「生成AIが急速に普及するにつれ、データの利用は、応用ごとに個別の機械学習モデルを作るやり方から、汎用の基盤モデルを共通部品として使うやり方に変化しつつある」──。2026年3月11日開催の「データマネジメント2026」(主催:日本データマネジメント・コンソーシアム〈JDMC〉、インプレス)の基調講演に、東京大学 人工物工学研究センター 上席研究員/Preferred Networks(PFN)取締役の丸山宏氏が登壇。「生成AI時代のデータマネジメント」と題した講演で同氏は、大規模言語モデル(LLM)を部品として活用するシステム設計の方法論を解説すると共に、PFNと花王の共同研究開発プロジェクト「仮想人体生成モデル」を通じて、データ収集の目的設計・品質管理・ガバナンス体制の構築が生成AI時代のデータマネジメントの核心であることを示した。
「生成AIが急速に普及するにつれ、データの利用は、応用ごとに個別の機械学習モデルを作るやり方から、汎用の基盤モデルを共通部品として使うやり方に変化しつつある」──。
「AI Ready Dataに舵を切れ」をテーマに掲げたデータマネジメント2026の基調講演に、東京大学 人工物工学研究センター 上席研究員/Preferred Networks(PFN)取締役の丸山宏氏(写真1)が登壇。「生成AI時代のデータマネジメント」と題した講演は、大規模言語モデル(LLM)を部品として活用するシステム設計の方法論の解説から始まった。
写真1:東京大学 人工物工学研究センター 上席研究員/Preferred Networks取締役の丸山宏氏拡大画像表示
「LLMは本質的に統計モデル」─3つの構造的限界
生成AI時代のデータマネジメントを考察する前提として、丸山氏は、「機械学習、深層学習、LLMは本質的に統計モデリングである」ことを指摘した。統計モデリングは、変数間に現れるパターンをデータから学習し、パラメータで表現する手法である。「LLMも同じ原理であり、大量の言語データから、『ある文脈が与えられた時に次に来る単語の確率モデル』を学習している」(同氏、図1)。
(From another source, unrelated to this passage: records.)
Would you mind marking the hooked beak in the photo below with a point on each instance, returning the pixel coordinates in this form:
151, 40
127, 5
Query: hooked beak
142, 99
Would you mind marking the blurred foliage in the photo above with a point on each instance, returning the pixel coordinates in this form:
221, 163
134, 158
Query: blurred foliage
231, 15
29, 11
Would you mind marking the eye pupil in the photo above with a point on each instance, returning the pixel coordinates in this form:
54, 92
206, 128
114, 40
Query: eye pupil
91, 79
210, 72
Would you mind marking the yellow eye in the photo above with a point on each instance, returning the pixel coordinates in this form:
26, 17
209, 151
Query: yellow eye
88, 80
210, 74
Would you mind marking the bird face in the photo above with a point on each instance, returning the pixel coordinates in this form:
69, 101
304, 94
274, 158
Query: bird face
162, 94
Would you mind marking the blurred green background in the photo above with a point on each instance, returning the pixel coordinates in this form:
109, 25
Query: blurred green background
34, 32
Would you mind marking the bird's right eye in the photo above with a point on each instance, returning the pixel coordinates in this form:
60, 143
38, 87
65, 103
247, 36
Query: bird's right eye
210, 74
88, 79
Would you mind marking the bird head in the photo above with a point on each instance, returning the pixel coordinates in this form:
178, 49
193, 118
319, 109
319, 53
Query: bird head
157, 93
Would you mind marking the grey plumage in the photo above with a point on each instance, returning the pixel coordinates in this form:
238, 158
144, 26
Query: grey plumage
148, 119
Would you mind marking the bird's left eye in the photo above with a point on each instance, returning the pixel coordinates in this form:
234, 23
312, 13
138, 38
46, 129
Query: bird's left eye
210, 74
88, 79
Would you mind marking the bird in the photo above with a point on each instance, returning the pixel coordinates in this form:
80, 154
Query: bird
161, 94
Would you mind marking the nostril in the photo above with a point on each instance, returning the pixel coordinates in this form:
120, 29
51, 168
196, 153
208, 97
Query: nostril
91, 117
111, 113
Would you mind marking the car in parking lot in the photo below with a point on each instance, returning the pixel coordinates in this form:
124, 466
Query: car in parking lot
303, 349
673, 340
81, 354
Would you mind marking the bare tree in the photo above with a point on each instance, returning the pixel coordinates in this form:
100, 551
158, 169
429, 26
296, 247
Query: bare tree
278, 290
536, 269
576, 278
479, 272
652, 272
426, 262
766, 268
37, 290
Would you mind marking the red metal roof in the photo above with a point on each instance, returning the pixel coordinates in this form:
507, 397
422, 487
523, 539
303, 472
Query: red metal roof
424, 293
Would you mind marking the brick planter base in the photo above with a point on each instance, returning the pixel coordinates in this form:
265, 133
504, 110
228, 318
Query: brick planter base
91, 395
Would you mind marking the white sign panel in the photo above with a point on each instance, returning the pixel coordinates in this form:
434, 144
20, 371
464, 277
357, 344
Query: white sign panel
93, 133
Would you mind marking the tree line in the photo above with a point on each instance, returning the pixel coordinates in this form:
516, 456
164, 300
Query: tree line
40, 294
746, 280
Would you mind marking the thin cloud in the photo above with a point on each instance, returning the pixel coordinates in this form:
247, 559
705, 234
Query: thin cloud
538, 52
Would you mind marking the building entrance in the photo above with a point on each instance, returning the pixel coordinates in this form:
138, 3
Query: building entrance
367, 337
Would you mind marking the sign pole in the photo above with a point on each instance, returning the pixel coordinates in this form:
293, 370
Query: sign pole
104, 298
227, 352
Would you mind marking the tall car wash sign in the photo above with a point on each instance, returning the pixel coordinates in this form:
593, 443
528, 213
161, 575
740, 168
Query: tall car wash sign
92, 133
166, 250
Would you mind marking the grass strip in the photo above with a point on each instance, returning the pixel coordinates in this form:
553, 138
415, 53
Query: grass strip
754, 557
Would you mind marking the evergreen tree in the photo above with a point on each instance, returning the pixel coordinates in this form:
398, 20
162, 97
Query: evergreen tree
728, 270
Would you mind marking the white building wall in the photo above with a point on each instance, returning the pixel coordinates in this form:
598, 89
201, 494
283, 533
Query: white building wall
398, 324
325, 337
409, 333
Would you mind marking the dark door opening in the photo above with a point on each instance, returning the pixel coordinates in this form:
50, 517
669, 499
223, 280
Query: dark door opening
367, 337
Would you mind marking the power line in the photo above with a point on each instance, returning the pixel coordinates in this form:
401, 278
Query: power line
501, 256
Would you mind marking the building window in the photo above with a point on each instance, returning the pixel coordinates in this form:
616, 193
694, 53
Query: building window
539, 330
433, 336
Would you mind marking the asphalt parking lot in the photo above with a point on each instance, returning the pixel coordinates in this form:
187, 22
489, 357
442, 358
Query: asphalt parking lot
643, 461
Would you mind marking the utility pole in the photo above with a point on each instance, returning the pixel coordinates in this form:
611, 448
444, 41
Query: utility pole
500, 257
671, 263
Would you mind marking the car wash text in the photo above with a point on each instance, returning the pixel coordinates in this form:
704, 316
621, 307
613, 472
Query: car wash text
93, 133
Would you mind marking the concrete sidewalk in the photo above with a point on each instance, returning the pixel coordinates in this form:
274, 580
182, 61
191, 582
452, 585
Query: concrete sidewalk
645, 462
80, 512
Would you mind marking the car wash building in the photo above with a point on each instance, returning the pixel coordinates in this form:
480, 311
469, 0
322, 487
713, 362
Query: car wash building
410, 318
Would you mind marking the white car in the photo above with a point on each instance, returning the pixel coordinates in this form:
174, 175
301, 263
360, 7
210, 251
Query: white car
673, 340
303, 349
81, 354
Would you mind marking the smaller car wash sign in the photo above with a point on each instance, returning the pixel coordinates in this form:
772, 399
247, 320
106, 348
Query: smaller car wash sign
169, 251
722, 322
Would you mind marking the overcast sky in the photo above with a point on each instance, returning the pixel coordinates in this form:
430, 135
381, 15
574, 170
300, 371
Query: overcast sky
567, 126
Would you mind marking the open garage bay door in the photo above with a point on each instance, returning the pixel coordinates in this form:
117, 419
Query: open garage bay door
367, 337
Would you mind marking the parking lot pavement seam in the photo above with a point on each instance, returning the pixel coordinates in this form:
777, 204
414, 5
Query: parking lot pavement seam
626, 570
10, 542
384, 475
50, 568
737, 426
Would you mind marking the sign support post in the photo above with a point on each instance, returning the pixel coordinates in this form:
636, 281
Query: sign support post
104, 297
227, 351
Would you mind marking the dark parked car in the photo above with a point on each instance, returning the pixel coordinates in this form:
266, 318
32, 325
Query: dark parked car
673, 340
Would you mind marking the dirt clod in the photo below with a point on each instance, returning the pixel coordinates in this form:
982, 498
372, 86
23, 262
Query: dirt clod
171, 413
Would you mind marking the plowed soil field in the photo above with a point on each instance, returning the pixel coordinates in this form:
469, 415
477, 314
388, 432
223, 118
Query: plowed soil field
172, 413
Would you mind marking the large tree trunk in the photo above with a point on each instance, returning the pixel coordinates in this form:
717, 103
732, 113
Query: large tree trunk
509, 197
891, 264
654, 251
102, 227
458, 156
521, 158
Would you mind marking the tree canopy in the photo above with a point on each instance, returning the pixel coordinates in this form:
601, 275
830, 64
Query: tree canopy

図1:LLMは統計モデリングであり、大量の言語データから「ある文脈が与えられた時に、次に来る単語の確率モデル」を学習している(出典:Preferred Networks)拡大画像表示
統計モデリングには3つの限界がある、と丸山氏は説く。1つは、過去のデータで訓練しているため、過去と未来の連続性を前提としており、この仮定が崩れた瞬間に予測が無力となること。2つ目は、訓練データセットは有限であるため、学習した分布の外側の領域では精度が落ちること。3つ目は、サンプリングにはバイアスがかかるため、100%の正しさを保証できず、ハルシネーション(事実と異なる出力)が生じることである。
「特に、ハルシネーションはモデルの欠陥ではなく、統計モデリングの構造的な宿命である。これを踏まえ、どのようなユースケースにAIを適用し、どのような品質検証プロセスを設計するかが、生成AI時代のデータガバナンスの核心になる」(丸山氏)
LLMは部品として使う─アルゴリズムとの組み合わせが成功の条件
上述を踏まえ、LLMの活用方法について丸山氏は、「LLMは部品として使うべきだ」と提案した。
同氏は米アップルが2025年6月に発表した論文「The Illusion of Thinking(思考の錯覚)」を引き、推論型LLMでさえ、パズルゲーム「ハノイの塔(Tower of Hanoi)」をディスク10枚程度で解けなくなることを示した。「一方、『ハノイの塔を解くプログラムを書いて』と指示すれば、すぐにコーディングしてくれる。つまり、アルゴリズムが得意な問題にLLMを単体で使うべきではない」と結論づけた。
「LLMの成功事例に共通しているのは、LLMを部品として使い、従来のアルゴリズムや体系化された知識と組み合わせていること。生成AIはそのままでは万能ではない。LLMを部品として捉え、従来のシステムと組み合わせることではじめて実用的な価値を生む」(丸山氏)
その例として、「AlphaGo(アルファ碁)」はゲーム木探索が骨格であり、深層学習は盤面評価関数の一部品として機能していることを挙げた。また、Google DeepMindの「FunSearch」は、探索プログラムの骨格を人間が定義し、ヒューリスティクス関数の提案のみをLLMに担わせることで数学の未解決問題に新たな解を発見した。米スタンフォード大学の「Biomni」は、150以上の専門ツールと59のデータベースをAPI経由で統合した環境において、LLMが研究計画の立案からコード生成・実行までを自律的に遂行するという。